Let's say we have a Django project called Alpha. Developers work on Alpha on their dev environment before deploying the Django project to Heroku. The Procfile may look something like:

release: python manage.py migrate
web: python -m gunicorn wsgi:application

When a developer tries to deploy a new version of Alpha, the project is shipped altogether with its migrations files (as recommended). At the end of the deployment, Heroku will execute the release statement python manage.py migrate to make all the relevant changes to the database. Because release is part of the overall deployment process, if it fails then the new code will not be deployed.

However... While the code will be reverted back to what it was before the deployment (as expected), the potential changes to the Heroku's database are going to be permament. For example, let's assume that the new version has three new migrations:

0011
0012
0013

The first two migrations are executed correctly and the database is changed accordingly. They are also added to the database table django_migrations. The last one, however, contains an issue (e.g., it defines a constraint that the stage data don't respect).

In this scenario, the code on Heroku (both /migrations/ and models.py) and the database on Heroku are now vastly out of sync: in fact, the database reflects changes whose migrations are not even present in the code repository.
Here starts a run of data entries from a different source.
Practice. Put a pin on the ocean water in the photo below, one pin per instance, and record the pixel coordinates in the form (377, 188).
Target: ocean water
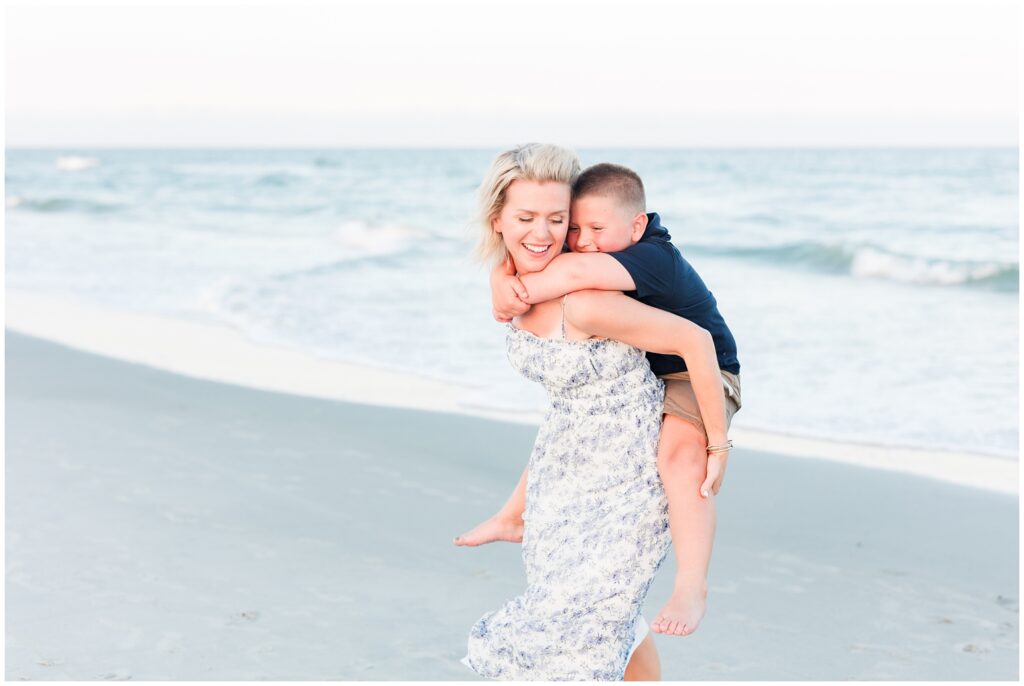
(872, 293)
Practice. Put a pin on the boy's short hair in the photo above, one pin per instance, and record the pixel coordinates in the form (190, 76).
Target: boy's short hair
(607, 179)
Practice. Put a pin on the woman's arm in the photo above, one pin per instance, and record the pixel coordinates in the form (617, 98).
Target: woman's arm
(614, 315)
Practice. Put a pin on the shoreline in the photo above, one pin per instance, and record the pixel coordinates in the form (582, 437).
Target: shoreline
(162, 527)
(217, 352)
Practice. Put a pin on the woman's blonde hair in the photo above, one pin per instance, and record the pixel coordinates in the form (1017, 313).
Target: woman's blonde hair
(532, 162)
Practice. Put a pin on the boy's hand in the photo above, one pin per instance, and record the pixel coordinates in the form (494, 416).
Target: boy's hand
(716, 472)
(507, 295)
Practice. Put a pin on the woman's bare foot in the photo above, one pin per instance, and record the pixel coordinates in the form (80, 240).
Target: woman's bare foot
(499, 527)
(683, 612)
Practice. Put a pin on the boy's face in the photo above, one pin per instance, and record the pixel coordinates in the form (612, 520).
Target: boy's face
(601, 224)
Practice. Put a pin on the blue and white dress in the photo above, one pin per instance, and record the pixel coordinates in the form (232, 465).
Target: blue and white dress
(596, 517)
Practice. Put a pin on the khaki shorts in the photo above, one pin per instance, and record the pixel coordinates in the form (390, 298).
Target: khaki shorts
(680, 400)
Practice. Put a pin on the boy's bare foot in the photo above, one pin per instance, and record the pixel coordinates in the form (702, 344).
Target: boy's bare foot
(683, 612)
(498, 527)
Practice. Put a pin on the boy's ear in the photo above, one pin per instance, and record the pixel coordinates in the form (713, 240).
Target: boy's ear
(639, 225)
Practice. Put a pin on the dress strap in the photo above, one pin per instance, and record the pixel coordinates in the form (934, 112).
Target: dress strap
(563, 314)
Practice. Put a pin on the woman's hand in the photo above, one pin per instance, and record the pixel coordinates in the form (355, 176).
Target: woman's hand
(507, 294)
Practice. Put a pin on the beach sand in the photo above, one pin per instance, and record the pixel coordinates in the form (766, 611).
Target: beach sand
(167, 527)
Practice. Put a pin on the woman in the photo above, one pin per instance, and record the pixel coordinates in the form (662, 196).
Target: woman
(596, 516)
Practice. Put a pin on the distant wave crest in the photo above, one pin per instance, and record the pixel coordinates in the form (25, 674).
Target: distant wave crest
(61, 204)
(75, 163)
(875, 262)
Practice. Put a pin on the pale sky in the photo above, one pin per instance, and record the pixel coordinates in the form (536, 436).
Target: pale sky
(583, 74)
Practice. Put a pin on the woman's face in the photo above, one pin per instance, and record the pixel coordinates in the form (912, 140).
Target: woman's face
(534, 222)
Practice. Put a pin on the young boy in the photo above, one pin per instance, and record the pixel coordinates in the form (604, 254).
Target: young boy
(617, 246)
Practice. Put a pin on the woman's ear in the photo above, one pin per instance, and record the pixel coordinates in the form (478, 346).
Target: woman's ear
(639, 225)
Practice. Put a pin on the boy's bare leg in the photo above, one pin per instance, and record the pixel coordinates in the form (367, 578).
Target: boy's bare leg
(644, 665)
(506, 525)
(682, 463)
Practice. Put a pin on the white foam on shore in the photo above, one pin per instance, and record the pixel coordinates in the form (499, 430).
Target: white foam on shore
(221, 353)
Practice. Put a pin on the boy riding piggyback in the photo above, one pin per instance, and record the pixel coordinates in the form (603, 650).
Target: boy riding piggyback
(617, 246)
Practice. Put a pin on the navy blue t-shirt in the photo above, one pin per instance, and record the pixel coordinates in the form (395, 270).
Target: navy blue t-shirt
(665, 280)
This can generate all sorts of problems.

How to prevent to find oneself in this predicate and insure code and data are always 100% sync'ed on both stage and prod?

Post Scriptum

Heroku has the following snippet as part of its documentation:

Use transactions for database migrations

When performing a database migration, always use transactions. A transaction ensures that all migration operations are successful before committing changes to the database, minimizing the possibility of a failed partial migration during the release phase. If a database migration fails during the release phase (i.e., the migration command exits with a non-zero status), the new release will not be deployed. If transactions were not used, this could leave the database in a partially migrated state. We suggest using heroku run, rather than the release phase, to make schema/data corrections.

CodePudding user response：

As the documentation you quoted says, doing migrations in a transaction is a good idea. It's such a good idea that Django does this by default with databases that support it.

But this only helps for the scope of one migration: if migration 0013 fails as in your example, the changes it introduces will be rolled back. The changes introduced by migrations 0011 and 0012 will not be reversed.

To reverse migrations 0011 and 0012 you'd have to roll back manually, e.g.

python manage.py migrate myapp 0010

But since your application will be running the previous release if your deployment fails, you can't simply heroku run that—Heroku doesn't have the migration files for 0011 and 0012.

This is likely, at least in part, why the Heroku documentation says

We suggest using heroku run, rather than the release phase, to make schema/data corrections.

If you remove your migration release phase command you could start deploying like so:

git push heroku main
heroku run python manage.py migrate

If the migration fails, simply reverse the last two migrations and then roll back to the previous release:

heroku run python manage.py migrate myapp 0010
heroku releases:rollback

As an extra precaution, consider putting your app into maintenance mode before you start your upgrade. This will prevent users from interacting with your site while it is potentially in an inconsistent state, e.g. after you deploy but before you apply your migrations.